Luis García Fernández (; born 6 February 1981) is a Spanish former professional footballer, and the current manager of CF Damm's under-19 team. Mainly a striker, he could also operate as a winger.

Over nine seasons, he amassed La Liga totals of 329 matches and 73 goals, mainly with Espanyol with whom he won one Copa del Rey and reached the 2007 UEFA Cup Final. He also spent five in years in Belgium, at the service of Eupen.

Club career

Real Madrid and early years
García was born in Oviedo, Asturias. After representing three clubs as a youth he began his senior career with his last one, Real Madrid, first appearing with its C team then progressing in 2001 to Castilla in the third division. He played his first and only game for the main squad in the Copa del Rey, away to Terrassa FC.

Released by Madrid in 2003, García joined Real Murcia, making his La Liga debut on 31 August and scoring a penalty in a 1–1 away draw against RC Celta de Vigo. He finished his debut season with 11 goals as he appeared in all the matches, although the side would be relegated; on 16 May 2004, he netted twice in a 2–1 fruitless home win over his former employee.

Espanyol
The following season, García produced similar numbers at RCD Mallorca, who barely avoided relegation after ranking 17th and, in the 2005 off-season, signed a five-year contract with RCD Espanyol, playing 49 games overall in his first season and adding 14 goals, including a brace in the 2006 Spanish Cup final, a 4–1 defeat of Real Zaragoza.
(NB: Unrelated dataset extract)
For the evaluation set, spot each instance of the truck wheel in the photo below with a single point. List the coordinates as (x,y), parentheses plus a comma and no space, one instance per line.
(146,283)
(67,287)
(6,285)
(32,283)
In the ensuing summer, he extended his link until 2012.

García, forming a formidable attacking partnership at the Catalans with youth graduate Raúl Tamudo (the pair combined for 67 league goals from 2005 to 2008), contributed five goals during their 2006–07 runner-up run in the UEFA Cup, including a hat-trick in a 23 November 2006 group stage 6–2 home win against SV Zulte-Waregem. However, in the May final, he missed his penalty shootout attempt in a final loss to fellow league side Sevilla FC.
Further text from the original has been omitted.